Collaborative Approaches to Community Health in Ohio
A snapshot of how Ohio’s hospitals and community health departments are navigating a shared health care landscape.
As a health services researcher living and working in rural Appalachian Ohio, I have many opportunities to see both the challenges and disparities that face my state and the efforts undertaken to address them. One such effort has been a state policy designed to bring together health systems and public health agencies to address the biggest issues facing the state’s communities. A close look at this approach led our research team to publish a recent study in Health Affairs on the extent to which hospitals and health departments align in their community assessment efforts.
The 2010 Patient Protection and Affordable Care Act included a national mandate for nonprofit hospitals to conduct community health needs assessments (CHNAs) every three years. To complete this process, a hospital is expected to gather data to identify the prominent needs its community faces and then create a strategic plan to improve key health outcomes.
In turn, states have begun to consider how to build on this federal mandate in order to best serve their residents. One approach explored by several states, including Ohio, is a policy that directs nonprofit hospitals to work with public health departments, which often conduct their own community assessments. This type of policy is designed to foster collaboration between organizations and to ensure consensus regarding the greatest health challenges facing the state.
The shared understanding of needs is an important finding for communities.
Our research team has worked with hospital data and CHNA reports for years, using these administrative documents to understand the needs communities are facing and how hospitals are engaging with them. A policy recently implemented within Ohio standardized the expectation that hospitals and health departments would collaborate on these efforts. This presented an opportunity to explore the extent to which this collaboration was already occurring. To conduct this study, we collected community assessment and strategy documents from both nonprofit hospitals and county health departments across the state. We then compared those within the same county to understand how two different types of health care organizations are engaging with the same communities.
In this process, we recognized that hospitals and health departments across Ohio are largely identifying the same needs. The most prominent across both types of organizations were mental health, substance use, and obesity. However, we found some key differences between the strategic responses of hospitals and public health departments. Hospitals were more likely to focus on strategies that were downstream by nature, aimed at treating health problems with clinical services. Public health agencies were more likely to consider strategies that were more upstream, focused on social determinants of health and preventing illness rather than on specific outcomes. These differences largely align with the traditional roles of each type of organization.
The shared understanding of needs is an important finding for communities. Communities may benefit from hospitals and health departments being on the same page and even working from the same data in exploring how to improve the health of those they serve.

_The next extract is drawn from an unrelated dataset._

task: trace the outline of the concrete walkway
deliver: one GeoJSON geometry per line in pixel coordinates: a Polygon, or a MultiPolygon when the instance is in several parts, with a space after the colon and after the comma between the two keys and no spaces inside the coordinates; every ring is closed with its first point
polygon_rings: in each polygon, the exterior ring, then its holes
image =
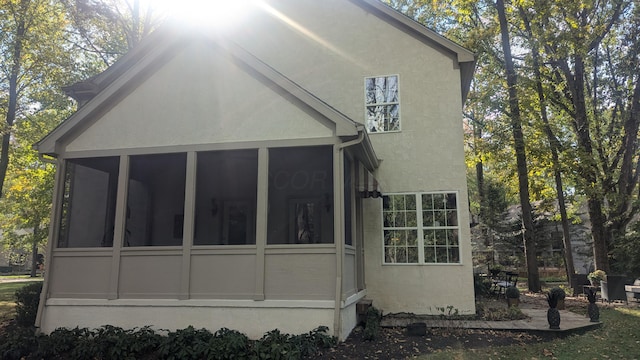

Our analysis indicates that this has already been occurring, but policies to further facilitate it are likely to continue the trend and formalize the practice. They open the possibility of addressing the most prominent needs through mandated collaborative efforts. We also found it appropriate that the organizations are drawing upon their own strengths, in terms of resources and expertise, to identify their different approaches to meeting identified needs.
Our findings offer a snapshot of how Ohio’s hospitals and health departments are navigating a shared health care landscape. As states consider how to effectively encourage and support collaboration between health providers and public health entities, they would do well to recognize that highlighting the varying strengths that the organizations themselves rely upon may be a key strategy. Nonprofit hospitals and public health departments have long been central stakeholders of community health. By encouraging hospitals, health departments, and other community organizations to partner and communicate in ways that result in a wide-ranging network of complementary supports and interventions, states have the potential to make the most use of the community resources that already exist.